What’s the fourth most asked question? I’ll let you guess, but the answer to that question is also—yes.

4 comments:

Melissa Brown, DPI Instructional Facilitator said...

Another sweet story!

jpattencoble said...

Great job! I love reading about this special time. You may need to let me be a guest blogger about living with the pregnant Melissa!!! Just kidding!

Samantha said...

Great post, Melissa! You said that right - of course your babies are natural! Not sure what people are trying to infer by that question so just ignore them! Beautiful story and you have beautiful kids :)

RoryBore said...

I can't believe the stupid things that come out of people's mouths. Especially when its none of their business anyway.

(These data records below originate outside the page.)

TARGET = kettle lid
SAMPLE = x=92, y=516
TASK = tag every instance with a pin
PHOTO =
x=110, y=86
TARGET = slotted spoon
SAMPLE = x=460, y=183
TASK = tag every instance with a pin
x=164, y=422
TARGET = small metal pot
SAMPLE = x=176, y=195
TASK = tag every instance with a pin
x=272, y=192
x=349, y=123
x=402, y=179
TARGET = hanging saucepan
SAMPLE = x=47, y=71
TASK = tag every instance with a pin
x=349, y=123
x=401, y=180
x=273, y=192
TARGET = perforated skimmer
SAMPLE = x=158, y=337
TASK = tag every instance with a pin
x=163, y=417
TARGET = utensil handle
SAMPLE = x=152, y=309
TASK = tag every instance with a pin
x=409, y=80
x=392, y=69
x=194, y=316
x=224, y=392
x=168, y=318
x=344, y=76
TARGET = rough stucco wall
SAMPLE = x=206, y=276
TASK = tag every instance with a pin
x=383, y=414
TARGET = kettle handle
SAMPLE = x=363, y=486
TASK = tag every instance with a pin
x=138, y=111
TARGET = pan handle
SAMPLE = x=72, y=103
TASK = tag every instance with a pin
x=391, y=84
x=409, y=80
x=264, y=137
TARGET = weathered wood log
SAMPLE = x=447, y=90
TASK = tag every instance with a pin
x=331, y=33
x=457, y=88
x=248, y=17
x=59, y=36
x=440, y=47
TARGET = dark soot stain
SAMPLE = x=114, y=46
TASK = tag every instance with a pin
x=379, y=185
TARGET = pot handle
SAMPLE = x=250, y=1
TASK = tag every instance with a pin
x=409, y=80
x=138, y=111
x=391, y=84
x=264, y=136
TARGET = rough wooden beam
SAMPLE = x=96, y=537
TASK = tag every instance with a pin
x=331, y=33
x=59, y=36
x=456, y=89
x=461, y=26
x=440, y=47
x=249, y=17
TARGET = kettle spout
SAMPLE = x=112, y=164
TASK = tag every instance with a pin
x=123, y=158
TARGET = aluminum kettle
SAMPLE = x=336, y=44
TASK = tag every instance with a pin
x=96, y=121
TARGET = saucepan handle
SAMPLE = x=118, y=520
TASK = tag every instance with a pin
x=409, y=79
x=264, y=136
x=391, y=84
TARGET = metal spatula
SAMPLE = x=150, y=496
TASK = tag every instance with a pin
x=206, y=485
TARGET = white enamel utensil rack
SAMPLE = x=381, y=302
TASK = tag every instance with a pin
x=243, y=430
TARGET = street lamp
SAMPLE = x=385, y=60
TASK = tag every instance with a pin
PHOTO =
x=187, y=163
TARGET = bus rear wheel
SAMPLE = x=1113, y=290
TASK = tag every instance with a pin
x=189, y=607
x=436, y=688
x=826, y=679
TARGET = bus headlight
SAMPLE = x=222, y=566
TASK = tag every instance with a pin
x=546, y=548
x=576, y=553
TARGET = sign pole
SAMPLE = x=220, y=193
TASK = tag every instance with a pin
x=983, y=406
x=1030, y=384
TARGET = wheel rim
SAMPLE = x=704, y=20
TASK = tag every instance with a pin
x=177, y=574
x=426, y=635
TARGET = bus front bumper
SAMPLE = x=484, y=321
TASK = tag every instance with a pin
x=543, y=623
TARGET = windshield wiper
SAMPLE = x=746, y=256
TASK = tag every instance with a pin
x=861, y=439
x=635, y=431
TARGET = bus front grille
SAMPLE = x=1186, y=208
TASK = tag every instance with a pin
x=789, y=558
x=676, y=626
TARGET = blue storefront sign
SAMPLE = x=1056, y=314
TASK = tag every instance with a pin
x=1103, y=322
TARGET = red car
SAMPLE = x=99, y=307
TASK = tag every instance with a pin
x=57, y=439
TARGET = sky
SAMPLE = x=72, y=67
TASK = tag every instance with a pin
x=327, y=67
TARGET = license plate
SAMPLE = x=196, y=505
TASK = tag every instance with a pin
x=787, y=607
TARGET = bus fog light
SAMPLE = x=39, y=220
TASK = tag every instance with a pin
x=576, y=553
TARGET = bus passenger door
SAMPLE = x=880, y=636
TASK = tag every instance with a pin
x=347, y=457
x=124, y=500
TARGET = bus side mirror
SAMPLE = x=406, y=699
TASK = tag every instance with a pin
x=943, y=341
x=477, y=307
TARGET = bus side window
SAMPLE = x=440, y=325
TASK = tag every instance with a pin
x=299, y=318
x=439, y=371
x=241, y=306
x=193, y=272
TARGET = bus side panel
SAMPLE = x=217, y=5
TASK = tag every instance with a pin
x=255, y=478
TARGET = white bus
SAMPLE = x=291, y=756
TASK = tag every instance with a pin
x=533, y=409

ok, that's the rant over. I just love that you are sharing this special time! My husband and I did it, I got pregnant. Boring. LOL Well, you know I wasn't exactly "bored" - but it just seemed so simple. But you're helping me to remember that it's not such an easy road for everyone. My cousin is going through major fertility issues right now, and your story is helping me understand her struggles better.

I was going to guess that people ask you if they are "identical" -- except you said the answer was yes? so stumped.